Multiphoton microscopy records how metastasizing tumor cells move through the body

Multiphoton microscopy can record how metastasizing tumor cells move through the body and how immune cells hunt them down.

Dec 14th, 2015
Content Dam Bow Online Articles 2015 December Image007

Radboud University Medical Center (Nijmegen, Netherlands) cell biologist Bettina Weigelin used multiphoton microscopy to record how metastasizing tumor cells move through the body and how immune cells hunt them down. She was also able to record the effect of different forms of immune therapy on cancer.

Using a multiphoton laser scanning microscope, Weigelin showed that the invasion of tumor cells into healthy tissue is not random. The cells crawl through cavities along blood vessels, between muscle tissues, or along nerve bundles. In fact, they choose the path of least resistance. This also means that the tumor does not damage the anatomy of healthy tissue.
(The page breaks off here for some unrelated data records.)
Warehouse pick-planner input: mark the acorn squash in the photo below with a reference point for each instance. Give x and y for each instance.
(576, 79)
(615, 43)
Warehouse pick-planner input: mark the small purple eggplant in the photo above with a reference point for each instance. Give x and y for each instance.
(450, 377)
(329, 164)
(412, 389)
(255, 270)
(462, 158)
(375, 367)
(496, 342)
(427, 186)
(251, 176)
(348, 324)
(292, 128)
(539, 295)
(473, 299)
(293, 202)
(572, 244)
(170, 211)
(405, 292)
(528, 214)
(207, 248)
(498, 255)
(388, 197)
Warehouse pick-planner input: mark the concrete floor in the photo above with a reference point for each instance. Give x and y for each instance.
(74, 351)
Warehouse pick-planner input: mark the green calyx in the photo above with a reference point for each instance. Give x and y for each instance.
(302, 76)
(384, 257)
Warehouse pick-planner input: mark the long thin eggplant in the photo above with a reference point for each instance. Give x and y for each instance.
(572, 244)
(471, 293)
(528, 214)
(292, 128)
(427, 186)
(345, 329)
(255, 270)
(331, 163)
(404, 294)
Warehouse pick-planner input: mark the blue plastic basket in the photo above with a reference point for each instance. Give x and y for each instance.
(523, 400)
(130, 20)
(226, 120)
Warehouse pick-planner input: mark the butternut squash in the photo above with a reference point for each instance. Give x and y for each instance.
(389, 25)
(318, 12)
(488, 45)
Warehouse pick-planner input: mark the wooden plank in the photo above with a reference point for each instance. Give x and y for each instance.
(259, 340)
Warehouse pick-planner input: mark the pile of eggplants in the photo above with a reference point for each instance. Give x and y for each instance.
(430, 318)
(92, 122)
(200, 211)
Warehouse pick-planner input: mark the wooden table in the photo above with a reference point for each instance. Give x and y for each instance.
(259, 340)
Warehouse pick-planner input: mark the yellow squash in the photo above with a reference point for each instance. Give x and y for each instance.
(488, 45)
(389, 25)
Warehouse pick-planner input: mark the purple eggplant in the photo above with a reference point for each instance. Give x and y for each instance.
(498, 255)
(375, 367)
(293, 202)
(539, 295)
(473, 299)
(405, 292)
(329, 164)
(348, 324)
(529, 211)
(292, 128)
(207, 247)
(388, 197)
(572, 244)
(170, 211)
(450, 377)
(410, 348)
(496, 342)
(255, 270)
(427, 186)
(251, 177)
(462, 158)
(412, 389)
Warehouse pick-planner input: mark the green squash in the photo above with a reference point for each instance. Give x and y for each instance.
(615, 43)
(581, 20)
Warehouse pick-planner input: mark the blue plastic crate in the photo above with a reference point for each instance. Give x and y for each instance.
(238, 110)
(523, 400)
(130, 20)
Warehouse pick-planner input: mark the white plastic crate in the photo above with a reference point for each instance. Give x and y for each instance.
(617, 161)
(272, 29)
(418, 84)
The collective invasion of tumor cells (yellow) in the skin of a mouse. The cells follow the path of the nerves and adipose tissue (blue), connective tissue and muscles (green), and blood vessels (red).
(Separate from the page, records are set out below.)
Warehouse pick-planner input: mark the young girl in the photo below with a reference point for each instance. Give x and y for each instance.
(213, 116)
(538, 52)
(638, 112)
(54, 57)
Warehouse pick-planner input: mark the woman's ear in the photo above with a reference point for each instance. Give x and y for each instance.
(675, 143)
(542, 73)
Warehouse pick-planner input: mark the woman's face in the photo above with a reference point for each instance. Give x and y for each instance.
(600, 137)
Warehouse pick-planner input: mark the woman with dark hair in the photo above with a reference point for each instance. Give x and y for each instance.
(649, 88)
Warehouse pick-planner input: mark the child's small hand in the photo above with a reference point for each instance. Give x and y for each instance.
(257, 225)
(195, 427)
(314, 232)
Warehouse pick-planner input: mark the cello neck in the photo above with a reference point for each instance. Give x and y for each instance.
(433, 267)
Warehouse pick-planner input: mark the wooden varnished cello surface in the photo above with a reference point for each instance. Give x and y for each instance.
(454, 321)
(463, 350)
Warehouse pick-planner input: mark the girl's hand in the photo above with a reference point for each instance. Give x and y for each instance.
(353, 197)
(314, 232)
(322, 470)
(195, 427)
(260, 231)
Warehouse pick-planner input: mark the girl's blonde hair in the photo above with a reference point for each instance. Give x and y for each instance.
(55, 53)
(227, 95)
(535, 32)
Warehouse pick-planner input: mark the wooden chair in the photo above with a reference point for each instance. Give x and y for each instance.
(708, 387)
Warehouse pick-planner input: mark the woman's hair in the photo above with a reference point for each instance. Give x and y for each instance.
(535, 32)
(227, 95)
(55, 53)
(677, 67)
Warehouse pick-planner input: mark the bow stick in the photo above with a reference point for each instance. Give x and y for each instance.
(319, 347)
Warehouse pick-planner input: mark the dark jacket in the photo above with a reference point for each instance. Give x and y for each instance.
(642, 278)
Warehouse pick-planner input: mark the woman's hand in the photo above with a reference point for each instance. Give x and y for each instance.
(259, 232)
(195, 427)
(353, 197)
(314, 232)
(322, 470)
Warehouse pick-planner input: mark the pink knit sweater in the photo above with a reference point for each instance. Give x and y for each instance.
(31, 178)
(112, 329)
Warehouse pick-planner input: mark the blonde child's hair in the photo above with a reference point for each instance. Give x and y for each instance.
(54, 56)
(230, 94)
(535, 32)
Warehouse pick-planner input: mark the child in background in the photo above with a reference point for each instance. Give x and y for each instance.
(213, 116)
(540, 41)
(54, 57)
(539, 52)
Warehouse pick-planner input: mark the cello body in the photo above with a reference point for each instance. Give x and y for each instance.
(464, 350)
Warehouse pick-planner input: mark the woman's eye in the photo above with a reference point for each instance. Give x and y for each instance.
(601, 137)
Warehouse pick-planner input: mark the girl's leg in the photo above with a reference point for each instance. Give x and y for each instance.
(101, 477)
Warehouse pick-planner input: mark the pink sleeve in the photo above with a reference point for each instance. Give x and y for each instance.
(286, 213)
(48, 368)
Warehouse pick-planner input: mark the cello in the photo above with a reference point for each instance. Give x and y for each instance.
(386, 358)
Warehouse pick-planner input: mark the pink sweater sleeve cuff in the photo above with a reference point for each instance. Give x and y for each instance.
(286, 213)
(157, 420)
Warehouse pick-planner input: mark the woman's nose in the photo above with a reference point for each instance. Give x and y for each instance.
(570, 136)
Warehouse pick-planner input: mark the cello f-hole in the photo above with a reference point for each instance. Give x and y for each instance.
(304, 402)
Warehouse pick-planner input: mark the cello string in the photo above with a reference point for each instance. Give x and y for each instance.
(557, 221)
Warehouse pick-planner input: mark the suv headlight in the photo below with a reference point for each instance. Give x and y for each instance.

The body is not completely defenseless against migrating tumor cells. The natural immune system has the capacity to attack cancer cells. In some cases, the body can in this way repel and destroy the tumor cells, but in many cases, the tumor cells will multiply to the point where the immune system cannot catch up. This creates a kind of arms race between tumor cells and immune cells. The immune cells engage their entire arsenal to eradicate the tumor cells. In turn, the tumor cells are doing their best to disarm the immune cells and to make themselves invisible.
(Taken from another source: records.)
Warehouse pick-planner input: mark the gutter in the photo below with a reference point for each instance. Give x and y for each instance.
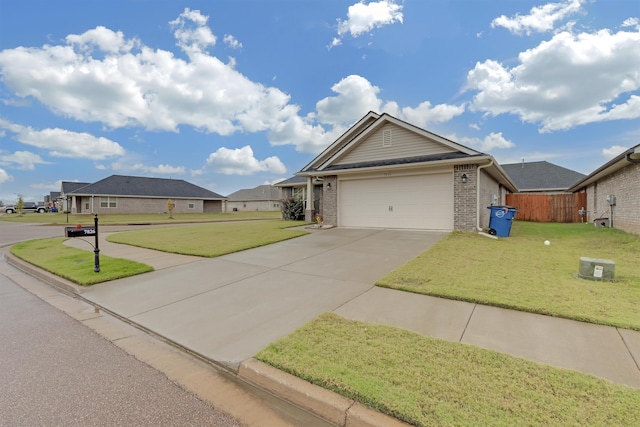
(478, 228)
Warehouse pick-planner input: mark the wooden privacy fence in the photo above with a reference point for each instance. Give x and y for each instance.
(548, 207)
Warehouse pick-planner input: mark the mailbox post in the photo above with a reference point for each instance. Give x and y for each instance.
(96, 251)
(80, 231)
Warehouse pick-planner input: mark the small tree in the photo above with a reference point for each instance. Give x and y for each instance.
(170, 206)
(292, 209)
(20, 205)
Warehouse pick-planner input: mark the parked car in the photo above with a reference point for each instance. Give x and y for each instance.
(28, 207)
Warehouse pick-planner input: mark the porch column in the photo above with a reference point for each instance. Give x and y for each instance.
(309, 208)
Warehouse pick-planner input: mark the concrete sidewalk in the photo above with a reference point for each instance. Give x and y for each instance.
(229, 308)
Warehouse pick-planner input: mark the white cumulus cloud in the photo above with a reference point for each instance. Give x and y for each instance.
(231, 41)
(356, 96)
(363, 17)
(613, 151)
(4, 176)
(241, 161)
(540, 18)
(22, 160)
(63, 143)
(488, 143)
(565, 82)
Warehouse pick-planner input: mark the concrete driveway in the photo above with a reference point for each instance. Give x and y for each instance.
(229, 308)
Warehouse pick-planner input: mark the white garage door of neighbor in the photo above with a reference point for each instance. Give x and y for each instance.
(420, 201)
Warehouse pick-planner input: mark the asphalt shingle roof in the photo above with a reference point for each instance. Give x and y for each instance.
(541, 176)
(261, 192)
(134, 186)
(294, 180)
(69, 186)
(402, 161)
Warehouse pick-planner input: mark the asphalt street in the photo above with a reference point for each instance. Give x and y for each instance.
(55, 371)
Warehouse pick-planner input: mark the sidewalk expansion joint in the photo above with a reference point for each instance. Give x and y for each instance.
(464, 331)
(637, 362)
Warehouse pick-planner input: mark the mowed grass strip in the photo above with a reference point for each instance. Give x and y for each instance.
(430, 382)
(211, 240)
(56, 218)
(522, 273)
(74, 264)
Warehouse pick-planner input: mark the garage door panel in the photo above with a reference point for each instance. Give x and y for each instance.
(422, 201)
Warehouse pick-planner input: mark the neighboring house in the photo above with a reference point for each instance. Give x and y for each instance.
(260, 198)
(543, 192)
(132, 194)
(613, 191)
(541, 177)
(384, 172)
(52, 200)
(66, 187)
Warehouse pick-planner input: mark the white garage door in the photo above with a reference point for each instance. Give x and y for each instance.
(421, 201)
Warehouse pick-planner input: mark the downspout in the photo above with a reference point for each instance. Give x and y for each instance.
(478, 228)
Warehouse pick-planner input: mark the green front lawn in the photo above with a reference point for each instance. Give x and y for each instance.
(431, 382)
(522, 273)
(60, 218)
(73, 264)
(211, 240)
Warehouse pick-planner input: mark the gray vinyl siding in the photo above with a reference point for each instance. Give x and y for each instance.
(403, 144)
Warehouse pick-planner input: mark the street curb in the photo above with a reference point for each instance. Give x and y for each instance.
(321, 402)
(43, 275)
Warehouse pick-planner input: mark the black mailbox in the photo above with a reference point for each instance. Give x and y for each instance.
(80, 231)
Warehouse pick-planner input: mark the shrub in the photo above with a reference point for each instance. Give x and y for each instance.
(292, 209)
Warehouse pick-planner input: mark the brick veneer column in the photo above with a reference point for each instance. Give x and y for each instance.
(465, 204)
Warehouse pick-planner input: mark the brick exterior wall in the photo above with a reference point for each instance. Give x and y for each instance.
(254, 205)
(464, 200)
(625, 185)
(133, 205)
(330, 200)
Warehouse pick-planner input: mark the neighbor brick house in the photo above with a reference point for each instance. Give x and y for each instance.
(384, 172)
(132, 194)
(261, 198)
(619, 178)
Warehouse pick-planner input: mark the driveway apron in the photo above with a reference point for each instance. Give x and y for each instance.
(229, 308)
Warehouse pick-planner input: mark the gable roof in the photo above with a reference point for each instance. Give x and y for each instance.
(630, 156)
(365, 128)
(438, 151)
(135, 186)
(259, 193)
(541, 176)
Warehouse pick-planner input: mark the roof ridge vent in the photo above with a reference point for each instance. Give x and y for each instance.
(386, 138)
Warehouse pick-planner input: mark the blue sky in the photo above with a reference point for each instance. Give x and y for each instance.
(234, 94)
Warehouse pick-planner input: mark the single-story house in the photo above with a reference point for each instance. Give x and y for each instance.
(384, 172)
(66, 187)
(541, 177)
(260, 198)
(131, 194)
(613, 191)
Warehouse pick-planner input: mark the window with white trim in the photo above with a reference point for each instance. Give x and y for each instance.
(108, 202)
(299, 193)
In their pursuit of the tumor cells, immune cells also appear to choose the established pathways in the body. Using artificial connective tissue in the laboratory, Weigelin observed the interaction between tumor cells and a particular type of immune cells—so-called cytological T-lymphocytes (CTLs). She discovered that a repeated attack of CTLs is capable of killing immune-resistant cancer cells. She found this same effect in the living tissue of mice. The extent to which cancer cells were killed was the highest in regions where the concentration of CTLs was the highest.

T-cells (green) hunt down tumor cells (red).

It is possible to boost the natural immune system against cancer with the help of immunotherapy. One way to do that is by extracting CTL cells from the patient’s body, multiplying them in the laboratory, and then to administer them again to the patient. This massive invasion of CTLs goes after the tumor cells that can no longer offer resistance to these superior numbers. The images made by Weigelin demonstrate that not only the number of active CTLs determines the success of the attack, but also the degree to which these immune cells can penetrate a tumor, and the longer life span they have subsequently.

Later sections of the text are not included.